One thing that irritates me beyond belief (and for some reason it is rife in Actionscript) is unnecessary commenting, part of good standards is to only comment when it is necessary. On the flash forums, i swear many people seem more preoccupied with drawing pretty pictures with forward slashes than actually writing clean, proper, reusable code.

hangalot, i have never performed unit testing via any kind of framework. Unit testing always happens (by definition) on a small scale, so i just write a few scripts, if it comes out with the right result - i leave it, i have to confess that i never ever do this to the extent that you are suppose to (or how much we are told to).

hangalot
05-21-2005, 07:28 PM
we had a extreme programming consultant hovering over our shoulders for 6 months while we worked on a project for a client (who themselves enforced the XP method on us), so that meant writing unit tests before coding, short itterations, peer programming. all in all i think its a really effective methodology. as they say either you do the whole of XP or its not worth your time doing any.

as a side note peer programming fcked me off no end in the begining, since they seemed to team stronger and weaker programmers together, and it effectively defeated the purpose of what peer programming should have been. this in time changed as everybody got more clued-up, and when they started loosing developers (contracters, including myself) the knowledge of what we did was still maintained in the company (which i consider an effective knowledge mangement model)

senocular
05-22-2005, 04:47 AM
I'd hire Xeef...the fact that he spends so much time on the forums does not make me not want to hire him, some of his posts contain some really amazing code, sometimes I even need to look at it a few times to understand what he's done, lol :p

Eric

I've gotten jobs from spending excessive amounts of time on forums ;)

hangalot
05-22-2005, 09:50 AM
small jobs or real jobs, on large projects? i got a contract though the employment section, does that count? :D

senocular
05-22-2005, 11:20 AM
Contracted work, nothing TOO huge (though I honestly dont like large projects).

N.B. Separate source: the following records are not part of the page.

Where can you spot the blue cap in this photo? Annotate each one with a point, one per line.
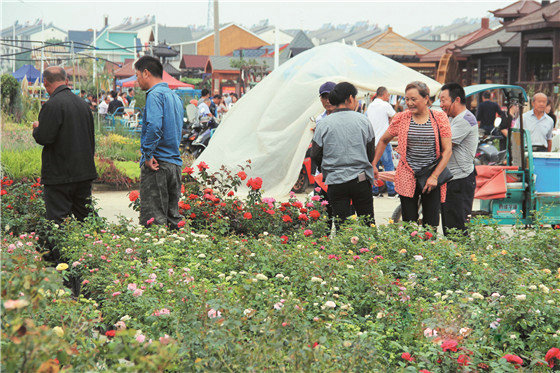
(326, 87)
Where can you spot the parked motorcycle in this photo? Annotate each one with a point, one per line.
(203, 139)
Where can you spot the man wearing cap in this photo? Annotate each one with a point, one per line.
(379, 114)
(324, 91)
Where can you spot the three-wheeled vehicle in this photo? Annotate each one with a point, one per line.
(528, 187)
(527, 190)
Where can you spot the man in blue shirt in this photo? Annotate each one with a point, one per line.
(160, 176)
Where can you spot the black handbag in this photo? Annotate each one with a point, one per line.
(425, 172)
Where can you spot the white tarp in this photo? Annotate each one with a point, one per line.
(270, 125)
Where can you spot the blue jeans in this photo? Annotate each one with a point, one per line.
(387, 162)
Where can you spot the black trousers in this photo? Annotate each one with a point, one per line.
(458, 203)
(159, 194)
(342, 197)
(430, 206)
(63, 200)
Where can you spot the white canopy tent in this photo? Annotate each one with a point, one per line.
(271, 124)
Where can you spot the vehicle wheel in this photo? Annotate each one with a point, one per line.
(396, 217)
(301, 183)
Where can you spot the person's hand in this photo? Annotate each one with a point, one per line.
(431, 184)
(152, 164)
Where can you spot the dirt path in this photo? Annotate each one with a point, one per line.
(113, 204)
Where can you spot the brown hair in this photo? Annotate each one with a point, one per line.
(421, 87)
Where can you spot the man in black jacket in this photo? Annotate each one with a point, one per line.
(65, 129)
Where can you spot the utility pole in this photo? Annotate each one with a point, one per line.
(14, 49)
(216, 29)
(94, 56)
(276, 48)
(42, 52)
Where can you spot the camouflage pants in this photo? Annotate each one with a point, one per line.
(159, 194)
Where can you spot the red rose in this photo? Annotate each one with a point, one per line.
(255, 183)
(315, 214)
(406, 356)
(133, 195)
(110, 333)
(514, 359)
(463, 360)
(553, 353)
(202, 166)
(449, 345)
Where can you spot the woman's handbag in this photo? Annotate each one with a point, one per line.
(425, 172)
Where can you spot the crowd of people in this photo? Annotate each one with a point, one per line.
(437, 149)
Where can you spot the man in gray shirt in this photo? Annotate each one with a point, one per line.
(464, 136)
(539, 124)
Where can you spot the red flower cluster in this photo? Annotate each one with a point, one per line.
(514, 359)
(255, 183)
(202, 166)
(406, 356)
(133, 195)
(449, 345)
(110, 333)
(553, 353)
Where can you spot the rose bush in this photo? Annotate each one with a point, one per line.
(219, 296)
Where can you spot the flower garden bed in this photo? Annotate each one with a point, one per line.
(251, 284)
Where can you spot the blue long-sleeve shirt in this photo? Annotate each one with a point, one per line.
(162, 125)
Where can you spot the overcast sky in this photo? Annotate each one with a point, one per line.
(404, 16)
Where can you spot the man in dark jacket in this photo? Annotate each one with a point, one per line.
(65, 129)
(115, 104)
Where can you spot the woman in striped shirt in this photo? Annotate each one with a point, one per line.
(423, 136)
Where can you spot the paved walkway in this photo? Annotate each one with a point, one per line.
(113, 204)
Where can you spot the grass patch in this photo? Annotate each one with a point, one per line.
(129, 168)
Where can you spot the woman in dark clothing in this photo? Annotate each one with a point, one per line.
(424, 136)
(343, 146)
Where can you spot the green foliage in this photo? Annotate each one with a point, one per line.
(228, 302)
(22, 164)
(10, 93)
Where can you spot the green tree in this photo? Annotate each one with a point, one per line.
(10, 93)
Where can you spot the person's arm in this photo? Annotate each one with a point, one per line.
(317, 154)
(154, 125)
(50, 121)
(381, 145)
(446, 145)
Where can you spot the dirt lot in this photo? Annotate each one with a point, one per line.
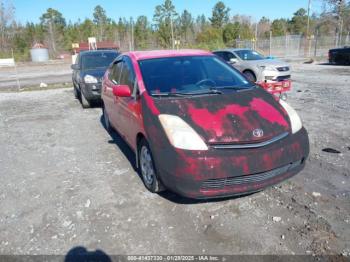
(65, 182)
(32, 75)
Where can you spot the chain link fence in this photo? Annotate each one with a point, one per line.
(295, 45)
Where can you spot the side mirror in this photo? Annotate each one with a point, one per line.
(233, 60)
(75, 67)
(121, 91)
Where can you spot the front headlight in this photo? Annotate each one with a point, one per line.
(90, 79)
(293, 116)
(180, 134)
(268, 68)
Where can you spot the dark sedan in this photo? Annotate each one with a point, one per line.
(339, 56)
(88, 72)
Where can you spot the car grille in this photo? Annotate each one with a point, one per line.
(246, 179)
(283, 69)
(281, 78)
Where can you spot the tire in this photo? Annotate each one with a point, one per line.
(250, 76)
(106, 120)
(76, 92)
(147, 168)
(84, 102)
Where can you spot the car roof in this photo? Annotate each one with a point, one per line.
(144, 55)
(233, 49)
(98, 51)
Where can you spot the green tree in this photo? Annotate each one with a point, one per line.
(54, 24)
(186, 25)
(279, 27)
(210, 38)
(264, 27)
(220, 15)
(142, 32)
(101, 20)
(231, 33)
(164, 17)
(298, 23)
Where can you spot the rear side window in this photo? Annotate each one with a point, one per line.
(97, 60)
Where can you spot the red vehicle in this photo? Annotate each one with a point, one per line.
(198, 127)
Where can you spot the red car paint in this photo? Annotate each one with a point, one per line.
(219, 121)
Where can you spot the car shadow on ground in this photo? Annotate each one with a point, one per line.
(81, 254)
(170, 196)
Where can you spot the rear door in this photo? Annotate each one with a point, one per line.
(129, 107)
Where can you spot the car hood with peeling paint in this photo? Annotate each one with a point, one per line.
(230, 118)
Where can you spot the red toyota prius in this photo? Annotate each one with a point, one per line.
(198, 127)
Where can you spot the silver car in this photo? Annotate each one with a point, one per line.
(255, 66)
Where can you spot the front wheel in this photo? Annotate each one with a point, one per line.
(84, 102)
(147, 169)
(106, 120)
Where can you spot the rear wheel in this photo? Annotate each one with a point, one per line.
(84, 102)
(147, 168)
(250, 75)
(76, 92)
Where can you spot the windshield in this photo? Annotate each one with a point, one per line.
(249, 55)
(97, 60)
(189, 75)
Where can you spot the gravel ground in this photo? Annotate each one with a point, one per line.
(65, 182)
(33, 74)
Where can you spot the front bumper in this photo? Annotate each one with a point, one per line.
(221, 173)
(91, 91)
(276, 87)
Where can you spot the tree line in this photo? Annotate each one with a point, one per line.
(167, 29)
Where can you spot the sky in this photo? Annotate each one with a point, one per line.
(72, 10)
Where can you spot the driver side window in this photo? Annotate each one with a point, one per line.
(228, 56)
(116, 72)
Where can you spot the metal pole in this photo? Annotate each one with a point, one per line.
(17, 79)
(341, 31)
(308, 42)
(172, 32)
(316, 42)
(308, 19)
(256, 35)
(132, 35)
(270, 43)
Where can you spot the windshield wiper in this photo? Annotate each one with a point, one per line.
(233, 87)
(181, 94)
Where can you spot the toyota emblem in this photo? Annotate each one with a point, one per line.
(258, 133)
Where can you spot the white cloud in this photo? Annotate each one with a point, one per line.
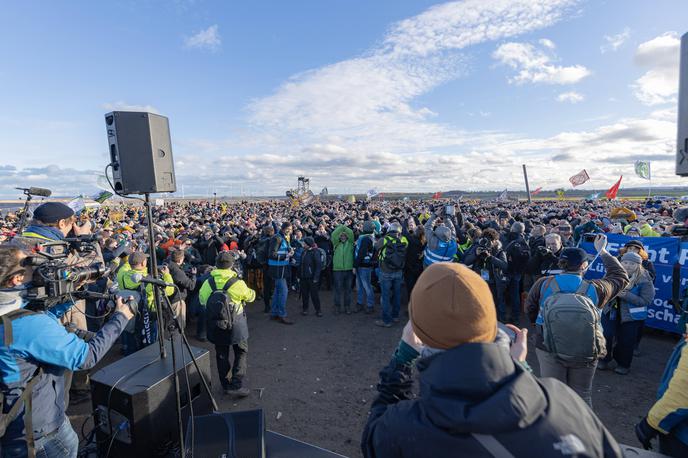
(207, 39)
(614, 42)
(123, 106)
(571, 97)
(547, 43)
(367, 101)
(534, 65)
(659, 85)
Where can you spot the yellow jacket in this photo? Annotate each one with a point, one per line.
(238, 293)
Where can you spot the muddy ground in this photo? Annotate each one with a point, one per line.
(319, 376)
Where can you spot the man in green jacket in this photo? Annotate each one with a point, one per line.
(342, 267)
(235, 338)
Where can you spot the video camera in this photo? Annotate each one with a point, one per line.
(54, 280)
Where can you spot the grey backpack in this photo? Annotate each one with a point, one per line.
(572, 330)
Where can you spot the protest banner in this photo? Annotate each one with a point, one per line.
(664, 252)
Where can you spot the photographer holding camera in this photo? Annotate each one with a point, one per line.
(545, 261)
(53, 222)
(487, 258)
(36, 351)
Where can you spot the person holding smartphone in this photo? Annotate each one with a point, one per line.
(469, 372)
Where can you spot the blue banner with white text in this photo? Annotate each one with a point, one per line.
(664, 252)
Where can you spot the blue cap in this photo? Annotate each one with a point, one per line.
(574, 257)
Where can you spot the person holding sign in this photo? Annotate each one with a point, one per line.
(623, 317)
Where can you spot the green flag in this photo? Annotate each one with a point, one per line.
(642, 169)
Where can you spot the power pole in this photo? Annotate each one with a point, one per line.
(525, 177)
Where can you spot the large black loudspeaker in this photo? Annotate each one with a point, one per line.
(140, 152)
(136, 396)
(242, 435)
(682, 137)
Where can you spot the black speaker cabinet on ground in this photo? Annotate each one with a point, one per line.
(140, 152)
(136, 395)
(242, 435)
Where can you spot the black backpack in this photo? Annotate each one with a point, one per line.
(394, 254)
(518, 254)
(220, 308)
(262, 248)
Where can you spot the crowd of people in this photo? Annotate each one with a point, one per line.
(462, 266)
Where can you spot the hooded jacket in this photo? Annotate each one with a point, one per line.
(55, 351)
(343, 258)
(441, 242)
(477, 388)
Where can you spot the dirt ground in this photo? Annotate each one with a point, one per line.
(319, 376)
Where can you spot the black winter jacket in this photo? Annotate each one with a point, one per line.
(184, 282)
(478, 389)
(311, 264)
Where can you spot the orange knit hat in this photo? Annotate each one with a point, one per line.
(451, 305)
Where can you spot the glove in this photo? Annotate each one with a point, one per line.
(645, 433)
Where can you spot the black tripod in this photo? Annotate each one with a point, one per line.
(174, 325)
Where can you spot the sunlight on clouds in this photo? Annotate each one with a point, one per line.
(535, 66)
(207, 39)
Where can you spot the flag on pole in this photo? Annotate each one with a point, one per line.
(642, 169)
(611, 194)
(101, 196)
(77, 204)
(371, 193)
(579, 178)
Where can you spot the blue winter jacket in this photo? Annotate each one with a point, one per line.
(41, 340)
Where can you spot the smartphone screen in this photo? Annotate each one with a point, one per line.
(509, 332)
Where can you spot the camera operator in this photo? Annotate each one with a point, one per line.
(52, 222)
(488, 259)
(33, 361)
(185, 283)
(546, 258)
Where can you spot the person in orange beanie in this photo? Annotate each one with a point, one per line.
(477, 396)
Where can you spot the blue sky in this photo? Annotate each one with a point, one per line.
(394, 95)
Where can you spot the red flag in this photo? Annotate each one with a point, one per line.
(611, 194)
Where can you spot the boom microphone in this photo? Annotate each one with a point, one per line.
(138, 278)
(42, 192)
(681, 214)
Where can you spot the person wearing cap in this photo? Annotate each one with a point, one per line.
(517, 256)
(311, 267)
(440, 241)
(573, 263)
(36, 356)
(364, 263)
(392, 258)
(545, 261)
(623, 317)
(52, 222)
(279, 255)
(477, 398)
(237, 337)
(342, 268)
(145, 330)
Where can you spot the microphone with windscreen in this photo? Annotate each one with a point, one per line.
(138, 278)
(41, 192)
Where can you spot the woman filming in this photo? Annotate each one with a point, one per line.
(623, 317)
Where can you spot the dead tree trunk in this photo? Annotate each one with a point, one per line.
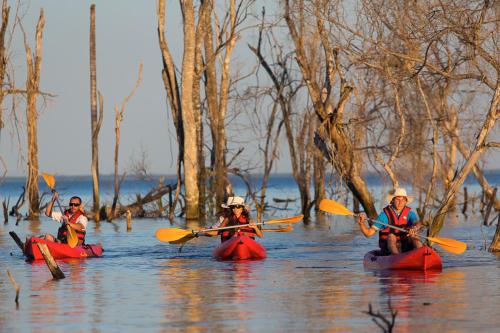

... I would think counting the employment section is cheating :D

Timmee_3Styler
05-23-2005, 01:36 AM
"It HAS to be made with Microsoft ASP.NET Web Matrix as asp.net file are saved as “.aspx” format."

I found this the other day, and I want to ask about web matrix. Doesnt all ASP.NET code have the .aspx extension?

freddycodes
05-23-2005, 04:08 AM
we had a extreme programming consultant hovering over our shoulders for 6 months while we worked on a project for a client (who themselves enforced the XP method on us), so that meant writing unit tests before coding, short itterations, peer programming. all in all i think its a really effective methodology. as they say either you do the whole of XP or its not worth your time doing any.

as a side note peer programming fcked me off no end in the begining, since they seemed to team stronger and weaker programmers together, and it effectively defeated the purpose of what peer programming should have been. this in time changed as everybody got more clued-up, and when they started loosing developers (contracters, including myself) the knowledge of what we did was still maintained in the company (which i consider an effective knowledge mangement model)


Don't you just love writing unit tests for frontends?

Assertion.Assert("moron clicked the button");

I work in a XP env as well. Its beneficial but has its shortcomings as well. You mentioned a couple of them.

hangalot
05-23-2005, 01:36 PM
Don't you just love writing unit tests for frontends?

Assertion.Assert("moron clicked the button");

I work in a XP env as well. Its beneficial but has its shortcomings as well. You mentioned a couple of them.
we automated a fair bit of UI testing with winrunner. you still need to write unit tests for api level stuff, but for actual ui interaction winrunner is a wicked way.